Un par de horas después ese mismo cielo se llenaría de humo y las cenizas mancharían de gris los recuerdos de la fecha que partiría en dos la historia de Estados Unidos. 'El cielo estaba bello y soleado', recuerda Katya. 'Iba en el tren hacia Manhattan cuando escuché a un señor, que se acababa de subir, contarle a otro que un avión se había estrellado contra una de las torres. Enseguida le pregunté si había sido un avión comercial, pues trabajaba para una aerolínea y él, muy amablemente, me dijo que desconocía eso', añade Varela.

Al llegar a la oficina encontró a todos sus compañeros pegados al televisor con las actualizaciones de las noticias. A las 10:28 a.m., el segundo avión se estrelló contra la Torre Norte e inmediatamente se encendieron las alarmas. 'Nos pidieron que abandonáramos el edificio; y lo hicimos sin pensarlo dos veces, pero con calma. Hablé con mi esposo, quien me pidió que me quedara donde estaba, pero decidí salir con el resto de mis compañeros. En la calle había caos, porque todos queríamos salir de la isla, pero no pánico', dice.

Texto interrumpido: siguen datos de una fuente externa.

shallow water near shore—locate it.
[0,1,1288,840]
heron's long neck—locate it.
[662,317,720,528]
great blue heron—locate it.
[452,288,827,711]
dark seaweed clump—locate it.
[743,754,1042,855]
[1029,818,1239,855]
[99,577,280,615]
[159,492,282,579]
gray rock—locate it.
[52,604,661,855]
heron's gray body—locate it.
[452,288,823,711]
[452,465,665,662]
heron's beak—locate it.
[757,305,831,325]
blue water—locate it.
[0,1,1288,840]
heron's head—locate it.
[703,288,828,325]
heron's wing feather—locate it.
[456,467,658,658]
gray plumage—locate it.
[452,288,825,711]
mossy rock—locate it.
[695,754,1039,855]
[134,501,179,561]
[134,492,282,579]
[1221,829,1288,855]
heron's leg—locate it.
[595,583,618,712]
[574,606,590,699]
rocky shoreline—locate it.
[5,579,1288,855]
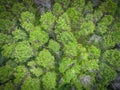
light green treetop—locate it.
[13,65,27,85]
[42,72,57,90]
[103,49,120,70]
[12,29,27,41]
[21,76,41,90]
[20,11,35,23]
[53,3,64,17]
[54,13,71,34]
[57,31,77,45]
[78,21,95,36]
[0,65,13,83]
[36,49,55,70]
[48,39,60,53]
[40,12,56,33]
[14,41,33,63]
[29,26,49,50]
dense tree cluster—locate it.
[0,0,120,90]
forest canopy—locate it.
[0,0,120,90]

Sus amigos de trabajo fueron recogidos por sus familiares, mientras ella, sola entre la multitud, se dirigió hacia el puente de Queensboro, alejándose de lo que dejó el ataque a la segunda Torre. 'Yo iba ensimismada, pensando en mi esposo y mis hijos, con quienes no había podido comunicarme, cuando los desgarradores gritos de un señor, que venía cubierto en cenizas, me llegaron al alma y me hicieron caer en cuenta de lo que estaba pasando', recuerda Katya con la voz entrecortada.

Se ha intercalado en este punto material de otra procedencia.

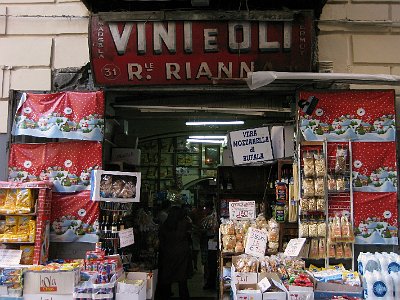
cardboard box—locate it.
[258,273,288,300]
[314,282,363,299]
[231,256,258,285]
[24,293,73,300]
[115,278,146,300]
[111,148,140,166]
[233,283,263,300]
[126,269,158,299]
[24,269,80,299]
[90,170,141,203]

'Ese día –destaca– pude comprobar de qué estaba hecho el corazón de los neoyorquinos. Algunos fueron solidarios con los agentes que dirigían el tránsito llevándoles agua y alimentos. En el puente muchas personas, que tenían carros grandes, recogían a desconocidos para llevarlos a donde necesitaran. La tragedia nos unió'.

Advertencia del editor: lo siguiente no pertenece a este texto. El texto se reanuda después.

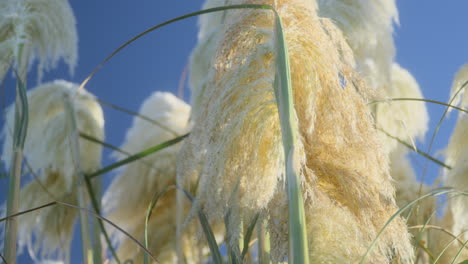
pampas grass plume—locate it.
[375,63,429,151]
[2,80,104,259]
[0,0,78,81]
[104,92,202,263]
[183,0,413,263]
[445,64,468,240]
[317,0,398,89]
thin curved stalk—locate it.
[80,4,309,264]
[359,188,468,264]
[86,134,189,179]
[5,60,29,264]
[0,201,159,263]
[64,95,93,264]
[369,98,468,114]
[377,128,452,170]
[144,185,223,264]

'Una vez crucé el puente me senté a llorar. Mi familia no había llegado a recogerme ni podía comunicarme con ellos', cuenta. 'Me sentí sola y me senté en el andén. De repente una señora colombiana se acercó y me preguntó qué me pasaba. Le conté, amablemente se ofreció a llevarme hasta mi casa en el carro de su hijo que se encontraba a una cuadra de donde estábamos. Me dejó en Long Island, me encontré con mi familia y, lastimosamente, a esa señora no la volví a ver'.

Quince años después del ataque a las Torres Gemelas la colombiana lamenta que 'vivimos en un mundo en donde el odio ciega a las personas y las insensibiliza'. Es su última reflexión sobre un día de verano que empezó con un gran sol y hoy es una mancha gris en la historia.